More than half (57%) of respondents are not confident their pension will deliver an adequate retirement income, according to research by consultancy Hymans Robertson.
Its research, which surveyed 500 UK adults who save into a defined contribution (DC) pension scheme, found that 23% of respondents do not know how much of their current monthly salary they will need to contribute to their pension in order to have an acceptable standard of living in retirement.
The research also found:
- 54% of respondents said the information they receive about their pension is too complicated and full of jargon they do not understand.
- 57% of respondents would act if the information they received was clearer.
- 38% of respondents never get around to making proactive decisions about their pension.
Lee Hollingworth, partner at Hymans Robertson (pictured), said: “A step change is required in the way DC is delivered for savers because in its present form it’s not fit for purpose.
“The majority of those DC savers who took part in our research have taken a conscious decision to save for retirement and if these people are not engaged with their pension, it will be a huge struggle to engage the millions of people enrolled into a DC scheme through automatic enrolment.

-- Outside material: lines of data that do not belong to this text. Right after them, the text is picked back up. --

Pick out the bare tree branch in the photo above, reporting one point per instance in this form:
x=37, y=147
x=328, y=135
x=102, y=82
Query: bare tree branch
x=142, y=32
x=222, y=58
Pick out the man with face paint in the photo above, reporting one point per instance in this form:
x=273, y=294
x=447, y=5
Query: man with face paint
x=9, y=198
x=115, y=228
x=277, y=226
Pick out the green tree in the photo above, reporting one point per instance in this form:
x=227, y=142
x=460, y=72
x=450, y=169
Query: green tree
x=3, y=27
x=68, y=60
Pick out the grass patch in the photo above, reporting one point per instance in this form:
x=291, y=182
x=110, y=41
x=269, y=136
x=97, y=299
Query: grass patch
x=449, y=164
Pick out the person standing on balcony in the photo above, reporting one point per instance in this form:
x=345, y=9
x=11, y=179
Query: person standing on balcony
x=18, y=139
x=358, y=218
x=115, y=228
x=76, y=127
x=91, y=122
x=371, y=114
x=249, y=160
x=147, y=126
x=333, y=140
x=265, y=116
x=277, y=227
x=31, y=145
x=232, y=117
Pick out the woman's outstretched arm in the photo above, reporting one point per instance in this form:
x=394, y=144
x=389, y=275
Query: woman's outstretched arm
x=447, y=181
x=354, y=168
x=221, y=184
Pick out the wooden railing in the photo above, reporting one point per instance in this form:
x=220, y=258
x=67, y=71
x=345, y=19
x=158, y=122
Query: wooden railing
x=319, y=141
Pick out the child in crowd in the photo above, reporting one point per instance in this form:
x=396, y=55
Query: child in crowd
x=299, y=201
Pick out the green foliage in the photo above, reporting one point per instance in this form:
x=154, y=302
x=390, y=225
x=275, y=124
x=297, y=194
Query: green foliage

“Current methods based on education to facilitate a [do-it-yourself] approach are doomed to fail [because] the majority of savers are not well placed to manage their own plan and need stronger direction and supportive guidance.
“Member communications from trustees and employers need to simply focus on the desired target, progress to date, required actions to stay on track and also the consequences of taking no action.
“By following this approach, both employers and trustees can help members improve their level of pension at retirement, while also better meeting their respective strategic objectives and governance responsibilities.”